Many people like incorporating herbs to boost their immune system to prevent seasonal illness, help with mild nausea and indigestion before it becomes something like acid reflux, or increase their antioxidants to reduce their risk of certain cancers or heart disease that may run in their family. Many herbal supplements carry fewer risks for severe side-effects (though if you have certain conditions or take certain medications, you should exercise caution).

Homeopathic medicinal techniques that work with your body rather than against it are coming back into fashion and being more deeply researched. Many of the ideas may seem ancient, but upon deeper investigation, some of them have true medical merit.
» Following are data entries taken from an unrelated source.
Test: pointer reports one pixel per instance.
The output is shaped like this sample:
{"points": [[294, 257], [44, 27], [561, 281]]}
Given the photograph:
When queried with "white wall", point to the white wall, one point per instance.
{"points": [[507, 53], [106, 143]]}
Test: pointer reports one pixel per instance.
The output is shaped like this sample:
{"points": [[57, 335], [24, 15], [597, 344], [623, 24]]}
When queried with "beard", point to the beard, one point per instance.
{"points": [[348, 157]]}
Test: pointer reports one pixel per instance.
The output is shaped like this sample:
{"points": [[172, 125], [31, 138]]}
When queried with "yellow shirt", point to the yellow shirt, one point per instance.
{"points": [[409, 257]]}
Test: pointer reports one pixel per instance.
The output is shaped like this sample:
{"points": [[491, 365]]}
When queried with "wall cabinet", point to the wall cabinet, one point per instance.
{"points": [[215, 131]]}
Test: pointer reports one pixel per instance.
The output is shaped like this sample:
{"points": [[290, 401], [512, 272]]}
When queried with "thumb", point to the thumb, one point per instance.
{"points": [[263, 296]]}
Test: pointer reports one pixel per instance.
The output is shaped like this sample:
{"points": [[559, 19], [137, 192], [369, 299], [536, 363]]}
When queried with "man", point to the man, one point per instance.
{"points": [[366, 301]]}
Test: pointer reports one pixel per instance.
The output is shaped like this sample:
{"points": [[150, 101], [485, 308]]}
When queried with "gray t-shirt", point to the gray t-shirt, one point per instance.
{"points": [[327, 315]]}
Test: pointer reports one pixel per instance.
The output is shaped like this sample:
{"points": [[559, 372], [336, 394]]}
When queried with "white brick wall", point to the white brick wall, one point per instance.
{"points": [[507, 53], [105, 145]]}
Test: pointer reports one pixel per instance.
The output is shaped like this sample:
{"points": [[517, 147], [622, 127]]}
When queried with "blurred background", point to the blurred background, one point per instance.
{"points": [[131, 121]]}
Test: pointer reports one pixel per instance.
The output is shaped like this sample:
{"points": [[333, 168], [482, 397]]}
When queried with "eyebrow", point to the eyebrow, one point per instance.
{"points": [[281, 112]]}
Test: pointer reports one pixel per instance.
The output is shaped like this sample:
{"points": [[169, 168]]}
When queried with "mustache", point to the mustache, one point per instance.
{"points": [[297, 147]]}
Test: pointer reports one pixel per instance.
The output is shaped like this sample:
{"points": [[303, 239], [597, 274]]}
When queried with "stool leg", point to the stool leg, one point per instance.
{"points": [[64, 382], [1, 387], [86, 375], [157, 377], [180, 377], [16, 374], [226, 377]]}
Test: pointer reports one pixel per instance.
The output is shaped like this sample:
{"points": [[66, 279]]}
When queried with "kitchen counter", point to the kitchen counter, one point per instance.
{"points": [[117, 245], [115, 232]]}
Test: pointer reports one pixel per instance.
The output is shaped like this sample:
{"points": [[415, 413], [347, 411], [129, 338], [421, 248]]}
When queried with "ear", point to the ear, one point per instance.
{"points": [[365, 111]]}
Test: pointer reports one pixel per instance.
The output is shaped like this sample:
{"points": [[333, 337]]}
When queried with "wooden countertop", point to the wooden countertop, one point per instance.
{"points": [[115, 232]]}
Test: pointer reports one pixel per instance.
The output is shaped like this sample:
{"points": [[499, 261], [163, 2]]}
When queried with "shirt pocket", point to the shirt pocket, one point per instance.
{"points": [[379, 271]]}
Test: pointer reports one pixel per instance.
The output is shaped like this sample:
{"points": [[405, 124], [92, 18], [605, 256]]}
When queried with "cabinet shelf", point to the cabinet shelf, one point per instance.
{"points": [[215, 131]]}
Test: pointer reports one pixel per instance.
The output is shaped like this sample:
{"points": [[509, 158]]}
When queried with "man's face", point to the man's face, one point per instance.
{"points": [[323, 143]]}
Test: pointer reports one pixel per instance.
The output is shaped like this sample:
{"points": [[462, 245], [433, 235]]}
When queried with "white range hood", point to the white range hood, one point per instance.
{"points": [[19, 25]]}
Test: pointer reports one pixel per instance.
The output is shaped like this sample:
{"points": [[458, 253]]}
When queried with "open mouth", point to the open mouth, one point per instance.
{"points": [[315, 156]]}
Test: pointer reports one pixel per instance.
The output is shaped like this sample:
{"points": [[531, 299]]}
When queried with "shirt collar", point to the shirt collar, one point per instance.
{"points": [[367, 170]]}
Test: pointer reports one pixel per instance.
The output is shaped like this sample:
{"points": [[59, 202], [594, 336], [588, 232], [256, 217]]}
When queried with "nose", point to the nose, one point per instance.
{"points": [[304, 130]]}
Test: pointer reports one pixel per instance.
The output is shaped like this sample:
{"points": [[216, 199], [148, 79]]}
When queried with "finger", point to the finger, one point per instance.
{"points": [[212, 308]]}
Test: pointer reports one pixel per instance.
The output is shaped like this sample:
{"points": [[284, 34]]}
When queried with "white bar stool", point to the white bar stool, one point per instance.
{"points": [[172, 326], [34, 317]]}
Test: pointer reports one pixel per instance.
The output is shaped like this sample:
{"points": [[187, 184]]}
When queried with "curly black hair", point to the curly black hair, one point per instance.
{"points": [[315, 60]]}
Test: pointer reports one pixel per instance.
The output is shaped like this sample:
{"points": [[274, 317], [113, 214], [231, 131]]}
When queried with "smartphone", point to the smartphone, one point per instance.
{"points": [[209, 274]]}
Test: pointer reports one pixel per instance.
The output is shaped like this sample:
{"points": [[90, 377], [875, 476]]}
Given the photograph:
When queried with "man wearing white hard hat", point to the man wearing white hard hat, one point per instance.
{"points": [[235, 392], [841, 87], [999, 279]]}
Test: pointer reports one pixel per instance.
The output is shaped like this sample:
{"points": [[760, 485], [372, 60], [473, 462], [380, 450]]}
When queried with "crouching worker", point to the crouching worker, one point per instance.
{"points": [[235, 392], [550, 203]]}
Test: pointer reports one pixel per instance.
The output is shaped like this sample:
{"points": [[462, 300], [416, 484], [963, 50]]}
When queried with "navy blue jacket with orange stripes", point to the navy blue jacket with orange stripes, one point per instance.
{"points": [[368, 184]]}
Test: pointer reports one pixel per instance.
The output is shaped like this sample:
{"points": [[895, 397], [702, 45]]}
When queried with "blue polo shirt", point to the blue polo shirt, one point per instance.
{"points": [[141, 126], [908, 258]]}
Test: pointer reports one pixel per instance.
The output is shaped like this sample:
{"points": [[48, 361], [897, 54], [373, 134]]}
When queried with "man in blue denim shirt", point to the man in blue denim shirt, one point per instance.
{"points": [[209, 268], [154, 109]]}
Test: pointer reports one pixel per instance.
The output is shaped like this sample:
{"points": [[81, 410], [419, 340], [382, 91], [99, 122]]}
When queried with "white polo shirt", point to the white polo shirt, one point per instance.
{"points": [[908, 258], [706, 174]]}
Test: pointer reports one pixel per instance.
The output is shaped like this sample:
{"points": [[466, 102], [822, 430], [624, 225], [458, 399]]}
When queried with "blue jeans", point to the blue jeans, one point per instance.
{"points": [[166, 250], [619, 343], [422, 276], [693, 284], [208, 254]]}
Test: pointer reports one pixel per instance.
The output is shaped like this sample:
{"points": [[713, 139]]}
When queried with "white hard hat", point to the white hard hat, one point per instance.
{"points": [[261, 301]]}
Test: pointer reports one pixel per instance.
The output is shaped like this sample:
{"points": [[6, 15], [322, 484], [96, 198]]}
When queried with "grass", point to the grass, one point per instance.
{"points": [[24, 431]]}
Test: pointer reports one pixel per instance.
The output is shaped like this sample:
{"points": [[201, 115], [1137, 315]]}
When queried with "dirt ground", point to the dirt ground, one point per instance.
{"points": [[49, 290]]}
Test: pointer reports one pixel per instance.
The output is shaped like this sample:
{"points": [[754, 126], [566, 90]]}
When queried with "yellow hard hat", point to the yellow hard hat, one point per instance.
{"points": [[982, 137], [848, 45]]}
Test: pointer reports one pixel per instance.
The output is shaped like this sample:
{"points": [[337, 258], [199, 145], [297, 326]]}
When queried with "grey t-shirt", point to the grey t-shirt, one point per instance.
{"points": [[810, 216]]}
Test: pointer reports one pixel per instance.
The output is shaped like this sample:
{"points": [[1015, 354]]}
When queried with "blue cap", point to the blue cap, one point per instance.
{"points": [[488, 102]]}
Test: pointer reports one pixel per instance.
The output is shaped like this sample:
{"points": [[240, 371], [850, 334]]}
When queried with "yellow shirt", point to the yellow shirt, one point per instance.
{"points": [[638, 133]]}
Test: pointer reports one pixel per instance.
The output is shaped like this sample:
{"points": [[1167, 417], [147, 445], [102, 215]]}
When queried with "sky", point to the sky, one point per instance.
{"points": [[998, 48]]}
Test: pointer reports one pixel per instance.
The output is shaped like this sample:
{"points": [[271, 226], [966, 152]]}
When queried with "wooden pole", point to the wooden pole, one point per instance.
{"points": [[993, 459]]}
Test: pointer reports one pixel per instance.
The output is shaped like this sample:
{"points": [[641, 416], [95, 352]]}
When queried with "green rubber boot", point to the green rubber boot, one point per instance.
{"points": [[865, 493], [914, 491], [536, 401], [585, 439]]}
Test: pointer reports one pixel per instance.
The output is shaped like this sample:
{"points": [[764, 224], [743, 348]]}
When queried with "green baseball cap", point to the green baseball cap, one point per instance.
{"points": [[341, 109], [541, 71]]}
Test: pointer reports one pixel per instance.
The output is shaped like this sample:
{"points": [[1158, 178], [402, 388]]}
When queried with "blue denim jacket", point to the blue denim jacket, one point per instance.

The idea of treating a person by correcting their lifestyle for better health and wellness overall, rather than attacking a particular disease when it crops up, can improve quality of life and reduce the risk of acute illness.

If you’re interested in learning more about how you can use herbalism, a non-academic herbalist course like our top overall pick is your best place to start.
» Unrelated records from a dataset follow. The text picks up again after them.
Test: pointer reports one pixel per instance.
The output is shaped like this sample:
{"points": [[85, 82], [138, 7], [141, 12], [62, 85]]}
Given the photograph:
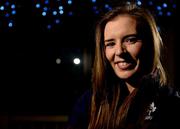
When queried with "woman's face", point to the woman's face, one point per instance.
{"points": [[123, 46]]}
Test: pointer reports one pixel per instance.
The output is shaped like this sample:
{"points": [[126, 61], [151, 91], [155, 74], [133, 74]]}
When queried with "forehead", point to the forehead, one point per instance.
{"points": [[121, 24]]}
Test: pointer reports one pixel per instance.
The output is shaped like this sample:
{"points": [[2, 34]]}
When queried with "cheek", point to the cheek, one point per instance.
{"points": [[109, 54], [135, 50]]}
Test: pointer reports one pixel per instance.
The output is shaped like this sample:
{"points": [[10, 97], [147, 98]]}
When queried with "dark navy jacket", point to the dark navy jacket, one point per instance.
{"points": [[163, 112]]}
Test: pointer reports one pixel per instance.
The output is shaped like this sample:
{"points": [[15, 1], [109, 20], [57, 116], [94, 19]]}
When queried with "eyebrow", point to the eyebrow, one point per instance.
{"points": [[126, 36]]}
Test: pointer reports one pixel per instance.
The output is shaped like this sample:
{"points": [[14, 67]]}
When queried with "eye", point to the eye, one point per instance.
{"points": [[109, 44]]}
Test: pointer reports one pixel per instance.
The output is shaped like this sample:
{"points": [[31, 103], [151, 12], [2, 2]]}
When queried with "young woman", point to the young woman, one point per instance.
{"points": [[129, 83]]}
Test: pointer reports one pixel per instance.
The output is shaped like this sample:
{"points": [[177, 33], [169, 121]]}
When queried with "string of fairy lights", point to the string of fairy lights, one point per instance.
{"points": [[57, 10]]}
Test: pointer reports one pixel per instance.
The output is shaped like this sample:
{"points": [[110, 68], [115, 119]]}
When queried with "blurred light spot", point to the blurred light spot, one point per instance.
{"points": [[58, 61], [76, 61]]}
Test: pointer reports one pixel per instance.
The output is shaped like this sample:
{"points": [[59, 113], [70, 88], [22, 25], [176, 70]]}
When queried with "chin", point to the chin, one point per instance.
{"points": [[126, 74]]}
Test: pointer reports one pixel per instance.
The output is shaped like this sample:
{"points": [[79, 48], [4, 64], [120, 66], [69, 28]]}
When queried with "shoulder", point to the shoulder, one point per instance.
{"points": [[169, 106], [167, 94]]}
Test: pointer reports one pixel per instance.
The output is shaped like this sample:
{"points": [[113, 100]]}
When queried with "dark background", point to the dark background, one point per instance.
{"points": [[32, 81]]}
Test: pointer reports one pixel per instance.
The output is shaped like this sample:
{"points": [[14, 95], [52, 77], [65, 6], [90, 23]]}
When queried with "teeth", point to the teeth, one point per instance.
{"points": [[123, 64]]}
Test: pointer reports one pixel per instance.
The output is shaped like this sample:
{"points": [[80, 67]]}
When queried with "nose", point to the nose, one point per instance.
{"points": [[120, 48]]}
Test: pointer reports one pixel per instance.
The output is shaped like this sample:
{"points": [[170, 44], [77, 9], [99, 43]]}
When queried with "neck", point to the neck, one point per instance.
{"points": [[130, 87]]}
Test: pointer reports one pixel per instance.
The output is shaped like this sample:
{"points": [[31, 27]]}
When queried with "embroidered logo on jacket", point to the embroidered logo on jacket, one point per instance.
{"points": [[150, 111]]}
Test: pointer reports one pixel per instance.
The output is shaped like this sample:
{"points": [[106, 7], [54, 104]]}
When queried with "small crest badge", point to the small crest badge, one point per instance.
{"points": [[152, 108]]}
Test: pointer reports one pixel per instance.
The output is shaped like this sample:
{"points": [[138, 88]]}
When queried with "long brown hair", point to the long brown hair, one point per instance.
{"points": [[106, 112]]}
There are many options for properly qualified herbalists. If you like the clinical side of diagnosing and treating patients, you might want to become a clinical herbalist. These practitioners can open their own practice and consult private clients. Some may also work at holistic medicine clinics, or even at a more traditional health clinic that offers integrated health plans.

Some people become interested in herbalism because they have a passion for nature. You can make a career that allows you to spend more time outdoors as well. Some herbalists will work at or even start their own nursery or garden center for medicinal plants. You can help others start their own herb gardens, or even sell them your freshly dried herbs to use in their own recipes. If you become certified in foraging, you can even lead outdoor classes in safe and sustainable wildcrafting.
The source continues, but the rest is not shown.